6. Fundraising and Gardening

Tips to grow your nonprofit’s greens

I love gardening. Fundraising, not so much. However, in the nonprofit world it is a necessary activity. What a concept, raise money (hard work) to support staff salary in order to be able to get the meaningful mission done (the real work). When I think of fundraising as gardening, it makes the process more meaningful and palatable in consideration of building a sustainable organization that endures to the next generation.

Sunflower in my little backyard Austin garden in 2020.

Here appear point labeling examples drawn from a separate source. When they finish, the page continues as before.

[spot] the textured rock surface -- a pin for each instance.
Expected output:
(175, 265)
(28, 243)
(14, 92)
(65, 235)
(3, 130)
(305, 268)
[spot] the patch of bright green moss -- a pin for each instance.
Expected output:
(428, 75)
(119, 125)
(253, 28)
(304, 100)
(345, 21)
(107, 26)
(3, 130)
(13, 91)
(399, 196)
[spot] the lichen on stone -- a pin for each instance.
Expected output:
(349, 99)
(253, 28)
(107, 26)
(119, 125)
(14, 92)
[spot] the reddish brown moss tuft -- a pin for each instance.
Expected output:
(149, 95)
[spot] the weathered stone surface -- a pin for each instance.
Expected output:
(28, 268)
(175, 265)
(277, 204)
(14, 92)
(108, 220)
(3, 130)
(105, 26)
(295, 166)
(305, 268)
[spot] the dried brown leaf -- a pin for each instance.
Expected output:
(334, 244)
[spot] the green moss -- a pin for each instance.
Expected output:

While I fundraised more than half a million dollars as well as recruited 10 board members and passed two bills in the Texas Legislature, I do not portend to know it all about leading a nonprofit. My grant proposals still get turned down. A $5,000 ask that I spend days on becomes a $1,500 grant. And in the case of board development, two of the 10 board members I recruited became part of the demise of the statewide nonprofit I ran. They made fiscally irresponsible decisions without the consent of the rest of the board and directed me to give nearly three-quarters of a million dollars to a rogue chapter that was not yet an official 501(c)3. Here’s what I learned in my crash course to fundraising against all internal odds.

Prep the Soil

First, finding a development professional to contract with or working with a partner organization that can share that resource is ideal. Hiring a development officer can be an incredible asset for a nonprofit, but it can be fiscally out-of-reach for most organizations in the first few years of startup or in a turnaround. A development professional will have connections or understand the connections you need to successfully fundraise along with improving current revenue streams like events, membership, and pipeline of foundation/donors. As always, good board members that understand fundraising and its importance can make all the difference too.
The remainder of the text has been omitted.